Besides RDF/XML, Turtle, RDFa (Resource Description Framework in Attributes) and N3 (Notation3), JSON-LD is designed for presenting Linked Data in the format of JSON. JSON-LD is fully compatible with JSON, and JSON can be upgraded to JSON-LD relatively easily. Although JSON-LD emerged later than other formats of Linked Data, it has value because many systems already use JSON, especially those based on Representational State Transfer (REST) or RESTful Web Services. A shortcut for turning JSON data into Linked Data not only means data already in JSON can be transformed into Linked Data easily, but also creates opportunities for combining the goals of Linked Data and RESTful Web Services [7, 15, 16]. These Web Services can be organized in a transparent way to form the Data as a Service framework.

We can extract knowledge from data resources when transforming them into linked data. A KID (Knowledge-Information-Data) model proposed by Atsushi Sato and Runhe Huang [17] provides details for an implementation. In subsequent research, Sato and Huang showed applications of this theory in the field of smart business [18, 19].

A concept similar to linked data is called the Internet of Data, which has borrowed the expression from the Internet of Things, and is focused on data generation [20].

2.3 Data as a service

The development of advanced knowledge systems involves a multitude of technologies and data processing [21]. However, collecting these heterogeneous data and transforming them into tangible insights still remains a challenge. With the rise of mobile Internet technology and the rapid growth of data worldwide, systems must be able to deal with this Big Data. Recently, various research efforts have concentrated on the development of Data as a Service (DaaS). Among these studies, Xinhua, E et al. have revealed that Big Data as a Service (BDaaS) is a critical approach to realize value from Big Data [22]. BDaaS is the combination of Web Services and data management technology, which supports not only structured data, but also supports an unstructured data model. However, the research of BDaaS is still in its infancy and many challenges remain to be resolved. As a consequence, an in-depth investigation of BDaaS will be performed. In the transportation context, urban traffic data services still cannot fully analyze and utilize their Big Data. Traffic City Data as a Service (CTDaaS) has been addressed [23].

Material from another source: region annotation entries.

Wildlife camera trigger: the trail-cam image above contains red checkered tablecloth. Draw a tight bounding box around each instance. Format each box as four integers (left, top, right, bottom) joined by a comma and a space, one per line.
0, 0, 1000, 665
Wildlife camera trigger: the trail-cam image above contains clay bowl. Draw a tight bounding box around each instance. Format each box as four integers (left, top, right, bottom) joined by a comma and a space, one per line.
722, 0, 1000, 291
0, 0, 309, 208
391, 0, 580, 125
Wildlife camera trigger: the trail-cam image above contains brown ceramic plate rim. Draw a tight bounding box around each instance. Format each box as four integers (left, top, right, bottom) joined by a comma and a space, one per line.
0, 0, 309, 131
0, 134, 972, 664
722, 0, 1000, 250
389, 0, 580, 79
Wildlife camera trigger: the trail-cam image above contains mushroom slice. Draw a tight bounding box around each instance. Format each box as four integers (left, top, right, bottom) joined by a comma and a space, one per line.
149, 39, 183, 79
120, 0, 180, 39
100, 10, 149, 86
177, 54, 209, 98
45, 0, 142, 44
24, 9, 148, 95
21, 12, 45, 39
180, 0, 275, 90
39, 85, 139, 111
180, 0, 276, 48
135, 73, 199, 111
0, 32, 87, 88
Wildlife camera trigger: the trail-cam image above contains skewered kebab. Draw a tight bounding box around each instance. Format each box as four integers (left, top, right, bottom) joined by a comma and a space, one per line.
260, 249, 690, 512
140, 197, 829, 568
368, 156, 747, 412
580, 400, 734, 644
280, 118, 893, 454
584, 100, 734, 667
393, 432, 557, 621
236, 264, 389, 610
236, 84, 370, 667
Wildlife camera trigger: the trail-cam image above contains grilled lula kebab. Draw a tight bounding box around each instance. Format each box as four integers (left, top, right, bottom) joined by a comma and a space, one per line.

3 Transparent data as a service framework

The TDaaS framework is proposed to address the challenges associated with massive heterogeneous data drawn from multiple systems. Examples of such data include Points of Interest data in the Geographic Information Systems (GISes), a variety of sensor data produced by Internet of Things systems, and behavioral data generated from citizens’ daily activities. The TDaaS framework specifies how to manage data and offer data services within a transparent paradigm.

3.1 Roles of TDaaS

The TDaaS framework defines three roles: Data Service Providers (DSPs), Data Service Consumers (DSCs) and a Data Operating Center (DOC). DSCs are entities that request data services from the system. DSPs are organizations with datasets of interest. DSPs are charged with data preprocessing, including data cleaning and data specifying, to ensure that their data are usable and conveniently accessible by DSCs. The DOC is responsible for maintaining a shared vocabulary, collecting data from different sources, and offering four kinds of data services, namely, data retrieval, data analysis, data fusion and data visualization.

Although a DSP could offer data services directly to DSCs, access through the DOC is more transparent, offering data consumers a more general view of data and the potential to discover additional useful datasets. This approach is similar to the role of search engines on the Internet. Any web site or web application could work alone; however, the information integration ability of search engines helps users get more value from the Internet.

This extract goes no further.